The report is being viewed as a sign of a strengthening economy, alongside strong consumer spending and manufacturing. According to Federal Reserve Chair Jerome Powell, the positive report means that lawmakers should consider speeding up the pace of the U.S. central bank's bond-purchase decreases during their mid-December policy meeting.

"Powell was right to hint the Fed might speed up the tapering process because a tight labor market means increasing wage demands will stoke the fires of inflation," Christopher Rupkey, chief economist at FWDBONDS in New York, said.

While the Dec. 2 report was seen as a positive sign, analysts were still concerned about the possible future effects of the Omicron variant, concerns that might be realized sooner than expected.

The more recent November monthly jobs report gives a less economically rosy view of the coming months. According to the report, the economy created far fewer new jobs than expected last month, even before the Omicron variant emerged. On the other hand, employment participation is increasing, reaching 61.8% in Nov., its highest level since March of last year.

"This report is a tale of two surveys," said Indeed economic research director, Nick Bunker. "The household survey shows accelerating employment gains, workers returning to the labor force, and low levels of involuntary part-time work. The payroll survey shows a significant deceleration in job growth, particularly in COVID-affected sectors."

"The underlying momentum of the labor market is still strong, but this month shows more uncertainty than expected," Bunker continued.

In support of an optimistic view of the labor market, private payrolls increased by 524,000 jobs in Nov., according to the ADP National Employment report.
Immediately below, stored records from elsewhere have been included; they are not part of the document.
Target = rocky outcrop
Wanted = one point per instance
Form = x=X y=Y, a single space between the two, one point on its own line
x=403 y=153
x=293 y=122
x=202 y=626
A survey from the Institute for Supply Management also showed a seven-month high in manufacturing employment. A metric calculated by the Conference Report to represent how easy or difficult it is to get a job also reached a record high.

Since the start of the pandemic, the U.S. labor force has decreased by 3 million people, despite the fact that pandemic-era jobless benefits have ended. According to a survey from the Chamber of Commerce, those who lost their jobs during the pandemic aren't in a hurry to rejoin the workforce.

"It is increasingly clear that the workforce challenges facing our country extend beyond those induced by the pandemic," said Chamber of Commerce President Suzanne Clark, "and we cannot simply assume that people will return to the workforce."